My family’s healthcare story starts with the fact that my husband is self-employed and, for us, finding affordable health insurance after I was laid off from my job with a publishing company in 2002 has been a huge challenge. Shortly after being laid off from my job I found out I was pregnant. We were able to stay on my company’s insurance for a while, and though I had some preterm labor complications (and by necessity went on bedrest for a few months) our first daughter was born full term and quite healthy in 2003. After she was 6 months old, I returned to work part time. We moved from Denver to Greeley (even though we would be moving away from family and help with childcare) because houses were significantly more affordable and I started working from home.

 

My husband took a job with a new company and we were in a “waiting period” for insurance when I became pregnant again in 2004. Because we did not technically have maternity insurance, we waited to have the initial ultra sound. It took longer than we thought for insurance to cover us. At 20 weeks, my doctor decided we should do a “quick” ultra sound with his assistant just to check on things. It turned out we were expecting twins! The news was exciting and also scary. It turned out our twins were most-likely identical (they shared the outer amniotic sac). We did not know the location of the placenta(s). Identical twins that share a placenta and/or amniotic sac(s) are at much higher risk for complications during pregnancy, so we were monitored closely. Things were going well, then at 31 weeks I went into labor. Because we were just shy of the 32 week mark, we were flown via helicopter to Presbyterian St. Luke’s Hospital in Denver. The delivery went quickly and well, but one twin was born bright red and the other anemically pale. They had experienced twin-to-twin transfusion during birth: a condition where one twin transfuses blood through the placenta to the other twin. It is often life-threatening when it happens during gestation. Our twin boys spent the next 7 weeks in the NICU.

 

When they came home they were very challenging babies—colicky and still learning to feed. At about 9 months I noticed Jack was not reaching milestones his brother Dylan was reaching (rolling over, etc.).

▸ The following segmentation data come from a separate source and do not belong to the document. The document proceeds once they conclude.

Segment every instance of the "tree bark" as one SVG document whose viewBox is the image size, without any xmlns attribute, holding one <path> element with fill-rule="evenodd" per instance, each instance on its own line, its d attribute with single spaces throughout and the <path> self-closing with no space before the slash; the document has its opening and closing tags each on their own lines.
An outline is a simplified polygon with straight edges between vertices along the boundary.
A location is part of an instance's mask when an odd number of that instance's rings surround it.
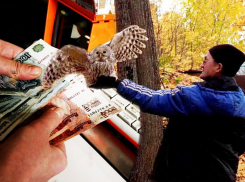
<svg viewBox="0 0 245 182">
<path fill-rule="evenodd" d="M 117 31 L 129 25 L 138 25 L 147 30 L 146 36 L 149 38 L 146 49 L 136 61 L 118 64 L 119 79 L 128 78 L 148 88 L 159 90 L 159 62 L 149 0 L 116 0 L 115 10 Z M 130 181 L 133 182 L 150 180 L 155 157 L 163 137 L 161 117 L 141 112 L 140 121 L 142 125 L 140 144 L 130 177 Z"/>
</svg>

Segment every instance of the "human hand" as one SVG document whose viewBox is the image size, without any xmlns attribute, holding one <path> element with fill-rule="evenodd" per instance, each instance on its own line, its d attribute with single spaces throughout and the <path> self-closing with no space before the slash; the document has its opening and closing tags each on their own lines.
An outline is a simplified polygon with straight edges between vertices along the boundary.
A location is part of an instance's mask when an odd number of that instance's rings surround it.
<svg viewBox="0 0 245 182">
<path fill-rule="evenodd" d="M 115 77 L 110 76 L 100 76 L 97 78 L 97 82 L 94 85 L 91 85 L 90 88 L 117 88 L 121 83 L 121 80 L 116 79 Z"/>
<path fill-rule="evenodd" d="M 65 169 L 64 144 L 49 144 L 50 133 L 63 115 L 62 109 L 51 108 L 0 144 L 1 182 L 47 182 Z"/>
<path fill-rule="evenodd" d="M 40 67 L 11 60 L 22 51 L 22 48 L 0 40 L 0 74 L 18 80 L 32 80 L 41 75 Z"/>
</svg>

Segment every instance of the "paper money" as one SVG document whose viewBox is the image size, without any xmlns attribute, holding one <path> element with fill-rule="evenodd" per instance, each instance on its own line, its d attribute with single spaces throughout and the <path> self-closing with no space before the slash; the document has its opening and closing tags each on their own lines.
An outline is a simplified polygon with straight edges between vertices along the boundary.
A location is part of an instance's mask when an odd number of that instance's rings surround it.
<svg viewBox="0 0 245 182">
<path fill-rule="evenodd" d="M 40 66 L 43 73 L 57 49 L 39 40 L 14 60 Z M 57 145 L 118 114 L 121 108 L 86 87 L 82 75 L 67 75 L 49 90 L 41 87 L 43 74 L 34 80 L 14 80 L 0 75 L 0 141 L 11 132 L 31 122 L 30 118 L 45 105 L 61 107 L 65 115 L 50 134 L 50 144 Z"/>
<path fill-rule="evenodd" d="M 43 40 L 36 41 L 14 60 L 20 63 L 36 65 L 42 68 L 43 73 L 57 49 Z M 34 80 L 14 80 L 6 75 L 0 75 L 0 95 L 26 95 L 31 89 L 40 90 L 42 75 Z"/>
<path fill-rule="evenodd" d="M 54 100 L 56 103 L 53 103 Z M 50 102 L 69 109 L 65 112 L 62 123 L 50 135 L 52 145 L 68 140 L 121 111 L 112 101 L 92 92 L 81 80 L 75 80 Z"/>
</svg>

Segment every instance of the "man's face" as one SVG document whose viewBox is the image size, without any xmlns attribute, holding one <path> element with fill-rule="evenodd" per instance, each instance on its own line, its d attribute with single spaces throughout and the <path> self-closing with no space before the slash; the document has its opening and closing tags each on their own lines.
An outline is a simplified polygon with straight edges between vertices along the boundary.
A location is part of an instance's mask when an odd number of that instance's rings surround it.
<svg viewBox="0 0 245 182">
<path fill-rule="evenodd" d="M 216 63 L 209 52 L 205 55 L 201 68 L 202 73 L 200 75 L 200 78 L 203 80 L 216 76 L 221 76 L 222 64 Z"/>
</svg>

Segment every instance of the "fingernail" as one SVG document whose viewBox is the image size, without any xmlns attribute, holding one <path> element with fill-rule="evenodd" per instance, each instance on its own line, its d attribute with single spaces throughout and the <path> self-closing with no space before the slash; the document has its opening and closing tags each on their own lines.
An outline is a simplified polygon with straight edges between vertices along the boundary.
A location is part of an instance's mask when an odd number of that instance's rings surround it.
<svg viewBox="0 0 245 182">
<path fill-rule="evenodd" d="M 53 108 L 51 108 L 51 110 L 55 111 L 56 114 L 59 116 L 59 118 L 62 118 L 64 116 L 63 109 L 61 109 L 59 107 L 53 107 Z"/>
<path fill-rule="evenodd" d="M 28 73 L 33 76 L 39 75 L 41 73 L 41 68 L 38 66 L 29 66 Z"/>
</svg>

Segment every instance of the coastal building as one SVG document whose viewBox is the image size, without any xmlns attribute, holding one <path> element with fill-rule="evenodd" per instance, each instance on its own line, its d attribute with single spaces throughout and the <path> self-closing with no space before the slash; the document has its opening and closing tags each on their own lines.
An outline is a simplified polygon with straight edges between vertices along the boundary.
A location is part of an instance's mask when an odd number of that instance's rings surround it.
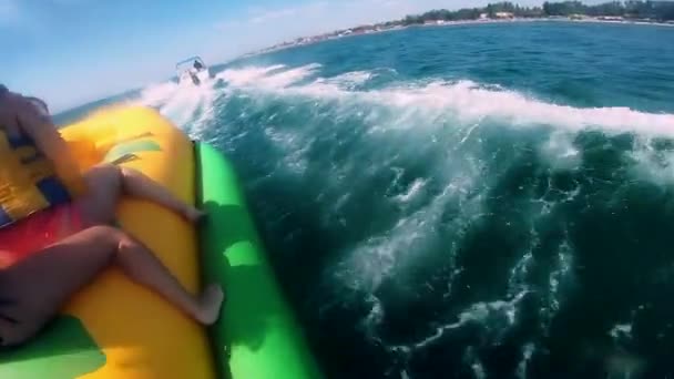
<svg viewBox="0 0 674 379">
<path fill-rule="evenodd" d="M 602 20 L 602 21 L 623 21 L 624 20 L 622 16 L 600 16 L 596 19 Z"/>
<path fill-rule="evenodd" d="M 514 19 L 514 13 L 512 12 L 496 12 L 493 16 L 497 19 Z"/>
</svg>

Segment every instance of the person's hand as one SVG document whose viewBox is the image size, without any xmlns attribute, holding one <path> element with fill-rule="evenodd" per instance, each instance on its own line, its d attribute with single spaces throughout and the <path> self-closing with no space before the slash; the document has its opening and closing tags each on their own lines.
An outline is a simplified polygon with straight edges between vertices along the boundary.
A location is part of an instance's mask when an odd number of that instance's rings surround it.
<svg viewBox="0 0 674 379">
<path fill-rule="evenodd" d="M 4 126 L 10 135 L 22 133 L 30 136 L 53 164 L 57 176 L 71 194 L 80 195 L 85 191 L 78 162 L 42 100 L 10 91 L 0 93 L 0 126 Z"/>
<path fill-rule="evenodd" d="M 22 96 L 0 86 L 0 125 L 10 133 L 53 126 L 47 104 L 35 98 Z"/>
</svg>

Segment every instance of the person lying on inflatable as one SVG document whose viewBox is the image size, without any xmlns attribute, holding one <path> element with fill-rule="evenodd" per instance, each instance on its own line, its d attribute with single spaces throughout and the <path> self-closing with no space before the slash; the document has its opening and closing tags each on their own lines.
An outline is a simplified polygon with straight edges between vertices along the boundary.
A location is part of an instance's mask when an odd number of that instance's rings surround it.
<svg viewBox="0 0 674 379">
<path fill-rule="evenodd" d="M 0 348 L 34 337 L 113 264 L 196 321 L 216 321 L 219 286 L 194 297 L 145 246 L 110 226 L 122 195 L 192 223 L 204 216 L 136 171 L 105 164 L 81 174 L 47 104 L 0 85 Z"/>
</svg>

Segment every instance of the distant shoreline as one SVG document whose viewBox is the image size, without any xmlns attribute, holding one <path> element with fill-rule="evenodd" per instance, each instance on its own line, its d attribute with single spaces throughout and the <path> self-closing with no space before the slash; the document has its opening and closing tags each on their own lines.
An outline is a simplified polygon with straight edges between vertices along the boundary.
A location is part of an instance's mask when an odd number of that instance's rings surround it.
<svg viewBox="0 0 674 379">
<path fill-rule="evenodd" d="M 391 31 L 406 30 L 411 28 L 442 28 L 442 27 L 457 27 L 457 25 L 471 25 L 471 24 L 494 24 L 494 23 L 521 23 L 521 22 L 569 22 L 569 23 L 606 23 L 606 24 L 634 24 L 634 25 L 654 25 L 654 27 L 668 27 L 674 28 L 674 23 L 672 22 L 657 22 L 657 21 L 637 21 L 637 20 L 601 20 L 598 18 L 585 18 L 585 19 L 569 19 L 569 18 L 513 18 L 513 19 L 487 19 L 487 20 L 459 20 L 459 21 L 443 21 L 441 23 L 425 23 L 425 24 L 411 24 L 411 25 L 396 25 L 392 28 L 380 29 L 380 30 L 367 30 L 358 33 L 349 33 L 346 35 L 334 34 L 336 32 L 330 32 L 323 35 L 312 35 L 312 37 L 302 37 L 296 39 L 293 42 L 284 42 L 282 44 L 276 44 L 270 48 L 265 48 L 258 51 L 254 51 L 251 53 L 246 53 L 239 59 L 251 58 L 261 54 L 267 54 L 272 52 L 278 52 L 283 50 L 288 50 L 293 48 L 307 47 L 320 42 L 340 40 L 349 37 L 357 35 L 368 35 L 368 34 L 379 34 Z M 329 37 L 325 37 L 328 35 Z"/>
</svg>

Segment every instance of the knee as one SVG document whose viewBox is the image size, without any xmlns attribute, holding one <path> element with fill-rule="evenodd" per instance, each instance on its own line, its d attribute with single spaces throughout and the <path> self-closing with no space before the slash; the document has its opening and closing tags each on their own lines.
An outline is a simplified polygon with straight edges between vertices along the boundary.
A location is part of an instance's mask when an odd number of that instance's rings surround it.
<svg viewBox="0 0 674 379">
<path fill-rule="evenodd" d="M 90 235 L 90 238 L 110 246 L 118 246 L 126 237 L 124 232 L 108 225 L 92 226 L 85 232 Z"/>
</svg>

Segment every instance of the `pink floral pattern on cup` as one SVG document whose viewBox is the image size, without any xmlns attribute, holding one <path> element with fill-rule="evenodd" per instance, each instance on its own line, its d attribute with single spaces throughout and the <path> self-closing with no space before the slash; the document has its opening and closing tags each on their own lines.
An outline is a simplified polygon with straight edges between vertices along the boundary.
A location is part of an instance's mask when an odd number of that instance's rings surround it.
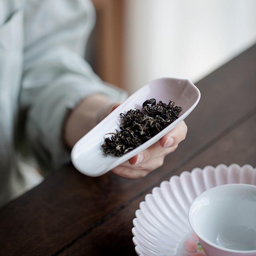
<svg viewBox="0 0 256 256">
<path fill-rule="evenodd" d="M 188 237 L 183 245 L 182 256 L 207 256 L 197 236 L 194 232 Z"/>
</svg>

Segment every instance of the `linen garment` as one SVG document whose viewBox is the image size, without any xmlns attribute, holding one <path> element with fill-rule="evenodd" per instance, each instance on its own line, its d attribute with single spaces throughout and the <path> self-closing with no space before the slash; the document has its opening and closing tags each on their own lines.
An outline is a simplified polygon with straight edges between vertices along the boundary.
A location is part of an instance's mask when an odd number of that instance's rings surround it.
<svg viewBox="0 0 256 256">
<path fill-rule="evenodd" d="M 70 161 L 62 140 L 69 110 L 95 93 L 126 97 L 84 59 L 95 19 L 86 0 L 0 0 L 0 206 L 28 186 L 17 164 L 21 141 L 56 170 Z"/>
</svg>

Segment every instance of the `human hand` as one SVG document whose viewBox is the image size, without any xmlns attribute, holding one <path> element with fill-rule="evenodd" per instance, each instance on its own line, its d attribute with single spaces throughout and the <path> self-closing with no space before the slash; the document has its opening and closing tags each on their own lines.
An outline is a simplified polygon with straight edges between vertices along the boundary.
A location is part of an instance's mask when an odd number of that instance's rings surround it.
<svg viewBox="0 0 256 256">
<path fill-rule="evenodd" d="M 111 111 L 119 105 L 114 105 Z M 111 171 L 129 179 L 145 176 L 162 165 L 165 156 L 177 148 L 179 143 L 185 139 L 187 131 L 185 122 L 182 121 L 159 140 Z"/>
<path fill-rule="evenodd" d="M 76 142 L 120 103 L 114 104 L 102 95 L 94 95 L 83 100 L 68 117 L 64 127 L 66 144 L 72 148 Z M 173 152 L 185 139 L 187 128 L 182 121 L 158 141 L 111 171 L 129 179 L 145 176 L 161 166 L 164 157 Z"/>
</svg>

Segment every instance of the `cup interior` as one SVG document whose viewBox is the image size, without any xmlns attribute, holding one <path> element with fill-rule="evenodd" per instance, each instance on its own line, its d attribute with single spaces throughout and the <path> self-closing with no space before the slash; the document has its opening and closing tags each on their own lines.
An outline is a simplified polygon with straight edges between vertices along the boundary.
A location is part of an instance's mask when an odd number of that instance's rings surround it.
<svg viewBox="0 0 256 256">
<path fill-rule="evenodd" d="M 192 204 L 188 218 L 194 231 L 206 243 L 256 250 L 256 186 L 228 184 L 206 190 Z"/>
</svg>

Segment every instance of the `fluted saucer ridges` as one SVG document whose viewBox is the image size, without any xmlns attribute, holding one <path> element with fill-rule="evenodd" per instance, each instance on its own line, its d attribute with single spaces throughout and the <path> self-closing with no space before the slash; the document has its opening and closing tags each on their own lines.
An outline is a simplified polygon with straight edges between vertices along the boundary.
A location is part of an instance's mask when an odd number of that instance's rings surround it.
<svg viewBox="0 0 256 256">
<path fill-rule="evenodd" d="M 182 243 L 193 232 L 188 214 L 194 200 L 212 188 L 234 183 L 256 185 L 256 168 L 249 164 L 209 165 L 163 181 L 146 195 L 135 212 L 132 231 L 137 254 L 182 256 Z"/>
</svg>

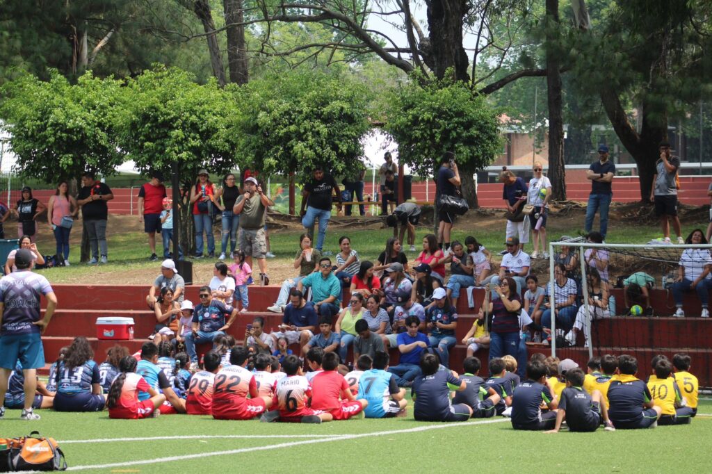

At a follow up visit at Pres. St. Luke’s he was tested and they recommended he get an MRI and see a neurologist. The MRI determined he had suffered a grade IV brain bleed (most-likely at birth) and had moderate Cerebral Palsy. During this time we were struggling to pay the astronomical medical bills from the helicopter ride ($21,0000) and the 7 week stay at the NICU (upwards of $150,000 for each child). We negotiated with the hospitals to pay what we could on a payment plan. Things were very tight. Jack started receiving physical and, eventually, speech therapies at home. There were many visits to the doctor. About this time, it was recommended to me to apply for Medicaid for my disabled child, which I did and he then received. In early 2007, our youngest daughter was born, healthy and full-term. In late 2007 my husband’s employer had to cut way back on his hours and he then started his own business. We had to shop for individual health insurance and could not afford to insure everyone in our family. So my husband and I went without health insurance for several years. Eventually we applied for Medicaid coverage for our other 3 children, which they then received.

 

Jack started walking when he was 3 1/2 years old, thanks to very hard work with physical therapists and sheer determination. When Jack was 4 he had a selective dorsal rhizotomy surgery: A ten-hour surgery on his spinal cord to selectively sever certain nerves to greatly lessen the high muscle tone in his lower extremities. Recovery from this surgery was an 8 week in-hospital stay, with intense physical therapies. In 2011 Jack had a series of grand mal seizures and we nearly lost him. There were several trips to the ER and a sleep study. After this, my husband and I applied for Medicaid through the expansion of Medicaid under the ACA and have been receiving it since then. Two years later, Jack had several more grand mal seizures and he has been on anti-seizure medications ever since. He has not had another seizure to date. Jack walks but falls often. We have been to the ER many times for stitches and once (amazingly, only once so far!) for a concussion. Living with a child with a disability is hard on morale. It is hard on a marriage. We work hard and love each other and stick together. Jack is an amazing human being, who has gone through every hurdle in his life with a smile. He would give you the shirt off his back with that same sweet smile.

 

My husband’s business continues to pay the bills, but we live very frugally on less than $30,000 a year. Medicaid, and the expansion of Medicaid under the ACA, have saved my son’s life and our family’s financial viability countless times. Without it, I am sure we would be quite destitute and my son’s quality of life (if he were able to live through being denied access to anti-seizure medications) would be greatly diminished. Please do not take away this safety net for millions of Americans like our family. We are depending on you.